27 July 2017
Rates & FX Market Update
July FOMC
Statement Largely Stick to its Previous Script
Highlights
¨ Global
Markets: DXY and UST yields dipped 0.4% and c.4-5bps overnight after the
FOMC statement acknowledged the softening inflation below the 2% target, while
taking a more positive stance on employment and consumer spending. The
committee also expects to begin balance sheet normalisation “relatively soon”,
where we think an announcement could come in the September meeting. We
eye 10y UST yields to hover around 2.1-2.4% ahead of the September FOMC
meeting, and we maintain our neutral UST duration view given fading
inflationary pressures and lingering political disruptions. Elsewhere, UK 2Q17
GDP came in line with consensus expectation at 1.7% y-o-y (1Q17: 2.0%), dragged
by weaker manufacturing and construction activity. Overall growth in retail
sector remained lacklustre over 1H17, with the outlook remaining pessimistic as
consumers continued to get squeezed by negative real wage growth. We continue to
affirm our neutral BoE view over the coming months, despite greater
willingness among some committee members to tighten policies soon; stay
neutral Gilts.

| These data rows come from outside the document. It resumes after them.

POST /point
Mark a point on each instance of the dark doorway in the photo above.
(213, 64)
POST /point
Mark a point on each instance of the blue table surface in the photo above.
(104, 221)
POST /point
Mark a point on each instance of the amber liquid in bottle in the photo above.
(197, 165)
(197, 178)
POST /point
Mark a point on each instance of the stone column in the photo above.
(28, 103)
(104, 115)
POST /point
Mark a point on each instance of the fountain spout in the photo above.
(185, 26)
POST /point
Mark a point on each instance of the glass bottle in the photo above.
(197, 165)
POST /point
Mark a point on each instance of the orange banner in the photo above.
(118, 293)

Lastly, 2Q17 Australian CPI slowed to 1.9% y-o-y (consensus:
2.2%; 1Q17: 2.1%), providing further affirmation for RBA to remain on the
side-lines for now. While AUDUSD initially dipped to c.0.788 after Governor
Lowe rejected the notion to track the rising hawkishness among major central
banks and maintained his preference for a weaker AUD, the pair surged past the
0.800 psychological resistance during late US session post-FOMC; we do not
advise chasing the AUD on the long side at this juncture.
¨ AxJ
Markets: Over in South Korea, 2Q17 GDP matched expectations at 2.7% y-o-y,
driven by robust growth in the services sector. Amid the lack of price
pressures, BoK is likely to keep policy rates unchanged at 1.25% through early
2018, underpinning our neutral KTB duration view.
¨ EURUSD
climbed 0.83% overnight to 1.1744, driven by perceived dovishness in the FOMC
statement that weighed on dollar crosses, and ECB’s Nowotny comments that
negative rates could lead to market distortions, as well as supporting a
winding-down of ECB stimulus as early as September. With elevated expectations
for ECB to tighten, we would not advise chasing the EUR rally, with near-term
upside capped in our view; stay neutral EUR.